Even as an avid fan of the tale of Beowulf and with a great desire to like this movie, I couldn’t bring myself to really enjoy it. It should have had better camera anlges on more men in a bigger beer hall and more going on, but constrained by a shoestring budget it kept to little more than a three man play and with the lack of action is more introvered than an Ingmar Bergman movie. While the examination of the concept of who is good and what is evil, and the message that the victors are the ones to define history is clever, even the breathtaking landscape of Iceland, which cowed Stellan Skarsgard while performing, could not cover the under-developed script, corny moments of self-exploration which have Gerald Butler looking like a dopy Garfield in front of a lasagne and most noticeable the overwhelming “there is something completely missing here” quality, perhaps brought on by the continual shots of empty landscape.
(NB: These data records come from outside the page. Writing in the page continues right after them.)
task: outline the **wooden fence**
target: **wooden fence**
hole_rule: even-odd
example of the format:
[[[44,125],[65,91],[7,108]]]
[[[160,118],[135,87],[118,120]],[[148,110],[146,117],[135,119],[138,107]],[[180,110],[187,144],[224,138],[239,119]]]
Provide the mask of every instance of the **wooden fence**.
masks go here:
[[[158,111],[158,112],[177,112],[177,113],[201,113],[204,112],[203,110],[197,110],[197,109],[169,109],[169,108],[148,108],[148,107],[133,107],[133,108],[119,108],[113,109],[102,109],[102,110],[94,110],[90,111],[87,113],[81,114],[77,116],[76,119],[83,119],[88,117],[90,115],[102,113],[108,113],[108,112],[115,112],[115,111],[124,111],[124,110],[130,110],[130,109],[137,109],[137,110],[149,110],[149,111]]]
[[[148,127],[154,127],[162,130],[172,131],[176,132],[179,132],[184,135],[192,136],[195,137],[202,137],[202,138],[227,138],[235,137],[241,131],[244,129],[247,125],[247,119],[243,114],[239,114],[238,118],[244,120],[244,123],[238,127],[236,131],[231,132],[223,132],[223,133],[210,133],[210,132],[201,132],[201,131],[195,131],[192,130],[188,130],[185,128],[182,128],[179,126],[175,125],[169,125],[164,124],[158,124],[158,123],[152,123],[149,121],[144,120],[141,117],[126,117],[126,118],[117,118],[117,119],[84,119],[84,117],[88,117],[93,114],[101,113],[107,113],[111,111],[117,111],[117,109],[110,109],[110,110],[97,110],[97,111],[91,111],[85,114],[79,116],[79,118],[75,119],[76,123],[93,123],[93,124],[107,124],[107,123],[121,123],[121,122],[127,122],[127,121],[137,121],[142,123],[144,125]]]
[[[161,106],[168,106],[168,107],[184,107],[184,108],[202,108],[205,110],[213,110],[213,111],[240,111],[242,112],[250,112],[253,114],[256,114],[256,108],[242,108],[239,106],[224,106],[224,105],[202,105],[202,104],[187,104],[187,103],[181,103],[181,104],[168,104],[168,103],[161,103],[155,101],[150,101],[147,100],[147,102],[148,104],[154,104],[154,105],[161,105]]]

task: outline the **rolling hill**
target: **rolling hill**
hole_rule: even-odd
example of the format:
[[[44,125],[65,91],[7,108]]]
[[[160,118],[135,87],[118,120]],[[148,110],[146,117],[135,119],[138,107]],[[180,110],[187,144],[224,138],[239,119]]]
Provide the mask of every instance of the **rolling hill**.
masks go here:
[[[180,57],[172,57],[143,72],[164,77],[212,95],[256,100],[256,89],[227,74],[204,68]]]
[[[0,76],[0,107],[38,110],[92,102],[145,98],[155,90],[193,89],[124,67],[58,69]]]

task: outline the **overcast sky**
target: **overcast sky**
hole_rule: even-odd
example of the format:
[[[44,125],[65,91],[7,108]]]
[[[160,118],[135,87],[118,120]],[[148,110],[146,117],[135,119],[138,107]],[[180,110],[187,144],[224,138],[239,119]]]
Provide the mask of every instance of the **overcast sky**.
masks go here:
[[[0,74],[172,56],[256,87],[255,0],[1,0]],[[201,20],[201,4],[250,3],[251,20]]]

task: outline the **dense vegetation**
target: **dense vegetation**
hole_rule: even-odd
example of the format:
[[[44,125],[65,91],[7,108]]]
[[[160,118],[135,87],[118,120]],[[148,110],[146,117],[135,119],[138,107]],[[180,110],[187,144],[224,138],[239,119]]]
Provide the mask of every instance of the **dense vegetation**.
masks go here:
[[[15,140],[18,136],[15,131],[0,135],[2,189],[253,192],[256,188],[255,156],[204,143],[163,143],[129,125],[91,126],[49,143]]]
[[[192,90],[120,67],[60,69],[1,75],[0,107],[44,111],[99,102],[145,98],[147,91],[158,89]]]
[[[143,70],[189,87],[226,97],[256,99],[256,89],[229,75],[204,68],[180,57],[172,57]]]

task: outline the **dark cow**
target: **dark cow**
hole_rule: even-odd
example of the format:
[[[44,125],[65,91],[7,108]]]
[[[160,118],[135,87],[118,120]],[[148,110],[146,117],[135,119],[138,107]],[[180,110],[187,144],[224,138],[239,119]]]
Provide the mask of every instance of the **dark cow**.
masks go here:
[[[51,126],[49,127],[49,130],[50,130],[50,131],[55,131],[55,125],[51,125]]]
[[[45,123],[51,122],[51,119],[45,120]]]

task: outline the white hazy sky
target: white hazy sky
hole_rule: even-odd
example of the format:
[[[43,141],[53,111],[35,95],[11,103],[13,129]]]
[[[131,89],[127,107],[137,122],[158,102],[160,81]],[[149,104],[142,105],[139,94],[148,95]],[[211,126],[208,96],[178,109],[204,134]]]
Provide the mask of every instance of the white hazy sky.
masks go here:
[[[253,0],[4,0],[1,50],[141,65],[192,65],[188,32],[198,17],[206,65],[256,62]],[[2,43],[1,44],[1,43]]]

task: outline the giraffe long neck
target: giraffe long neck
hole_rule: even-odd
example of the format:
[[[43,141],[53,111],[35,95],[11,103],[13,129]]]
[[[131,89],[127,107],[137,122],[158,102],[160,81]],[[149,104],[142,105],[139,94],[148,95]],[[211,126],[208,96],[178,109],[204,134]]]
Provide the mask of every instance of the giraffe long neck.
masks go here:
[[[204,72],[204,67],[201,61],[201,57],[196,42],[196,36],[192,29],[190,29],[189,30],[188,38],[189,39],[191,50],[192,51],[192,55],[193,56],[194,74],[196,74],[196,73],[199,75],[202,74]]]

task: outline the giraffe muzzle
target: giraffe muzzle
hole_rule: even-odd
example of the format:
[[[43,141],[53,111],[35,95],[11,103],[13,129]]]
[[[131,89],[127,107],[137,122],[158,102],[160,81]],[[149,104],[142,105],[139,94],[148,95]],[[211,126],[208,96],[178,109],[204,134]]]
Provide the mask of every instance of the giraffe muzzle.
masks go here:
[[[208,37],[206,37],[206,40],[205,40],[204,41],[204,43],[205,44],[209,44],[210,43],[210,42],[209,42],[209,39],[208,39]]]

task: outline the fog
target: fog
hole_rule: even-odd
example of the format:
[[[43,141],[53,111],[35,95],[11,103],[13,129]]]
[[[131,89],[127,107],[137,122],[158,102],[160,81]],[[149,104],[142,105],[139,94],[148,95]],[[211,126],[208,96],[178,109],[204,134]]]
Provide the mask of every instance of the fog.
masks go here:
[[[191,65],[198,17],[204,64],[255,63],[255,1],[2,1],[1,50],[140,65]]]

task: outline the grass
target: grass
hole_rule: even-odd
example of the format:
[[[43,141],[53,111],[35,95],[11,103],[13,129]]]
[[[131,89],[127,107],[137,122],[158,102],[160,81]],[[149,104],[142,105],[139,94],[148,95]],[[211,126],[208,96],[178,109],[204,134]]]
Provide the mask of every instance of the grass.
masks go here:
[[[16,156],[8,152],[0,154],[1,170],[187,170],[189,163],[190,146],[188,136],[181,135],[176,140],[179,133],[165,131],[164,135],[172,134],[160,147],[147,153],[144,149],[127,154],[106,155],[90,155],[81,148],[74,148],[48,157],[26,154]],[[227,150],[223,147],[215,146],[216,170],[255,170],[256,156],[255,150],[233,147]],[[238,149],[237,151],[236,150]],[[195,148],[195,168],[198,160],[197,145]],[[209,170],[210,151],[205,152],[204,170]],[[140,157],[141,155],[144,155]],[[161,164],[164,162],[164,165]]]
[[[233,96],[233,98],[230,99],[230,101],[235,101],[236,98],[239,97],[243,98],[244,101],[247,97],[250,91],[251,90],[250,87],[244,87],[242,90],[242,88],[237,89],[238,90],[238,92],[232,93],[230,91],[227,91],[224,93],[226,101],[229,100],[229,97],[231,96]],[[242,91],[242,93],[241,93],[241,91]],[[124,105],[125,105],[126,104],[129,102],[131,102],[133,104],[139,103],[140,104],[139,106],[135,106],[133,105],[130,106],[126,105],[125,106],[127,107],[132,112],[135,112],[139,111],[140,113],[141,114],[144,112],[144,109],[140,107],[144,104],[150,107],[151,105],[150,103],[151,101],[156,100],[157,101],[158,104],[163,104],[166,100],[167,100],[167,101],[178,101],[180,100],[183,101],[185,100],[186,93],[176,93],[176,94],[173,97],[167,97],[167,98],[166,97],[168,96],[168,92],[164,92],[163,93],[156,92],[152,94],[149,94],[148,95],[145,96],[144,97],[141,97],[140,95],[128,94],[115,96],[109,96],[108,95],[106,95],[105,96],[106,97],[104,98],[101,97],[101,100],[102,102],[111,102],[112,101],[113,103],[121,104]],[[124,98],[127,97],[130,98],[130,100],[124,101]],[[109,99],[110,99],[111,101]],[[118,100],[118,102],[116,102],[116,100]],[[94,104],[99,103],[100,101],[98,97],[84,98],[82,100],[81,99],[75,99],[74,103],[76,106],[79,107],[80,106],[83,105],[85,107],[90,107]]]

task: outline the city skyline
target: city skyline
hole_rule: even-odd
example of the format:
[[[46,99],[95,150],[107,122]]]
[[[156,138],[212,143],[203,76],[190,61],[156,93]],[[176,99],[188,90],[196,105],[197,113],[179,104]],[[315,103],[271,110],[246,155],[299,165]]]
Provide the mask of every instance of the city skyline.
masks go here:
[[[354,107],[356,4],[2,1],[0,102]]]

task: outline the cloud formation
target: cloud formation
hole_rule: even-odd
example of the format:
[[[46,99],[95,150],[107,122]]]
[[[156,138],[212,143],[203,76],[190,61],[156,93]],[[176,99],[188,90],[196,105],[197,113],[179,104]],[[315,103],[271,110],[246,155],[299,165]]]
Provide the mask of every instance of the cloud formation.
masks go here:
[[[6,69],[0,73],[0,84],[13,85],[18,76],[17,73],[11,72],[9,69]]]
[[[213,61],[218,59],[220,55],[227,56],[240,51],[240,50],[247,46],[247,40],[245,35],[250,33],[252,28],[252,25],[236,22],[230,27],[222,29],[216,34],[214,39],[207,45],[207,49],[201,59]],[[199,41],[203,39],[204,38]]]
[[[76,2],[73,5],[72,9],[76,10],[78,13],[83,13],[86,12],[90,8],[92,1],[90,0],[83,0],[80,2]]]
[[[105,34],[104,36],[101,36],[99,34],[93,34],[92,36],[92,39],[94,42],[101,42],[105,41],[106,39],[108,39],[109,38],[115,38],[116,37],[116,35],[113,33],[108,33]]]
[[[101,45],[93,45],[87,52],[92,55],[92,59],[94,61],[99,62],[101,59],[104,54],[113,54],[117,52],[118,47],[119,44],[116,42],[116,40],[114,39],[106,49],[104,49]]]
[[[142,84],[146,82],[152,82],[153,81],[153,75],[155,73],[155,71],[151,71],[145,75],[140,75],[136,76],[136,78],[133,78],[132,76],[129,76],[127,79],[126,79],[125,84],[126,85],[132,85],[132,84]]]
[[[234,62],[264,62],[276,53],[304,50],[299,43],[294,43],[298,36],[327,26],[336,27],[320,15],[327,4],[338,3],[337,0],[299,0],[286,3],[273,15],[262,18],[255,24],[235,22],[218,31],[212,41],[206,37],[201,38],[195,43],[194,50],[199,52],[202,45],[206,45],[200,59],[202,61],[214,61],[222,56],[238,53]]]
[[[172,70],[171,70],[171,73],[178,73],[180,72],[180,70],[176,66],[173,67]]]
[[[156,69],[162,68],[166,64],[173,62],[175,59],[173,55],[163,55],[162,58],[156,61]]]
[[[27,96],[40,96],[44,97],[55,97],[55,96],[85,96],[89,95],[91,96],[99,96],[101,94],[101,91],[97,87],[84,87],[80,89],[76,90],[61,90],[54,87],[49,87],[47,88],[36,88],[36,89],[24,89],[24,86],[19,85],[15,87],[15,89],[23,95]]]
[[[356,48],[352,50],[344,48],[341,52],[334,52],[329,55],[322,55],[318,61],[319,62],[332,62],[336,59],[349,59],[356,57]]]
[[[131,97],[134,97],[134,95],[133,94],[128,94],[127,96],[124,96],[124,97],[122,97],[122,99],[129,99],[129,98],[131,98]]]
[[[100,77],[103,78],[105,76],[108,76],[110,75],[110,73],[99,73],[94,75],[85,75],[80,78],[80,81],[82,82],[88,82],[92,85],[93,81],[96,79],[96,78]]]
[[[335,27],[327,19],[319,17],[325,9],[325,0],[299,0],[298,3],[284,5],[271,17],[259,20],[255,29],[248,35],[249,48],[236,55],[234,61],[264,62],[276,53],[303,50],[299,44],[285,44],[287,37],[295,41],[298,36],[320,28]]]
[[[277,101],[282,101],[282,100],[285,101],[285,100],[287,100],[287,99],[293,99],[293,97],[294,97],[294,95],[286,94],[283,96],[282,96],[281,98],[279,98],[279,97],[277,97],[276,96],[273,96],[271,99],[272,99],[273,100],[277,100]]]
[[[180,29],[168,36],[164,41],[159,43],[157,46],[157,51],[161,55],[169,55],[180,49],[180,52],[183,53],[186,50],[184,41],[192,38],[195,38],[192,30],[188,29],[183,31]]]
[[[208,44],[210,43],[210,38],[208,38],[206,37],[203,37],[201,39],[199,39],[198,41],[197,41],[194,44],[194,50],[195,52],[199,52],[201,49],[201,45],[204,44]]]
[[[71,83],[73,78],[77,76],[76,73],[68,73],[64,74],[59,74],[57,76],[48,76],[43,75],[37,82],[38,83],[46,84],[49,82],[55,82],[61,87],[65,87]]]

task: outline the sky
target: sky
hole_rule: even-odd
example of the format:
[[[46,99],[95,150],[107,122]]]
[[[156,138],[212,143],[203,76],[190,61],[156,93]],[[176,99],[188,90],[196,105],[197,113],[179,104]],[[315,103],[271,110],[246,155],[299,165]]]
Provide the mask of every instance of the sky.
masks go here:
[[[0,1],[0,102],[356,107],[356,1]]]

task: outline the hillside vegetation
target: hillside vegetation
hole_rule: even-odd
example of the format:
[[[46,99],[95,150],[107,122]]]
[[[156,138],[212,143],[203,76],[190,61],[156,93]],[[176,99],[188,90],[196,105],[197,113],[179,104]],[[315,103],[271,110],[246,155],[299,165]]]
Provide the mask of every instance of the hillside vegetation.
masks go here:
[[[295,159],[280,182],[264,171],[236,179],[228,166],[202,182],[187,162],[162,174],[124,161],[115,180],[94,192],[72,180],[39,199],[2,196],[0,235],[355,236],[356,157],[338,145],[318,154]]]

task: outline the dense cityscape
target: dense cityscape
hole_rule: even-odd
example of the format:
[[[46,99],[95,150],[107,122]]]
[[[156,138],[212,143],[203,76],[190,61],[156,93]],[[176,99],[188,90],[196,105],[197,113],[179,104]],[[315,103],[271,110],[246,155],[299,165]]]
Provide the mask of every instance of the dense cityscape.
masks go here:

Thankfully, some relief is found in the supporting cast. Tony Curran ("This Life," "13th Warrior"), Martin Delaney (“Pie in the Sky,” “The Bill”), Rory McCann (“Alexander,” “Young Adam”) and Philip Whitchurch ("Monarch of the Glen," "Sharpe") manage to add a dimension of character, humor and “Das Boot” atmosphere to an otherwise somewhat faceless kingdom of Heorot. Icelandic actress Steinunn Ólína Porsteinsdóttir is also worth mention as Hrothgar's pushy wife Queen Wealhtheow.

Although "Beowulf and Grendel", is not as abismal as some of the Gunnersson's previous TV projects, such as “Alfred Hitchcock Presents,” “Ray Bradbury Theatre” or “Dead Man’s Gun,” the director's return to his home has possibly awakened his sense of good taste but not to Oscar level. Fortunately, with three more adaptations of this ancient story scheduled for release in the near future, it is with anticipation that we can await a heroic director to bring a more deserving version to our shores.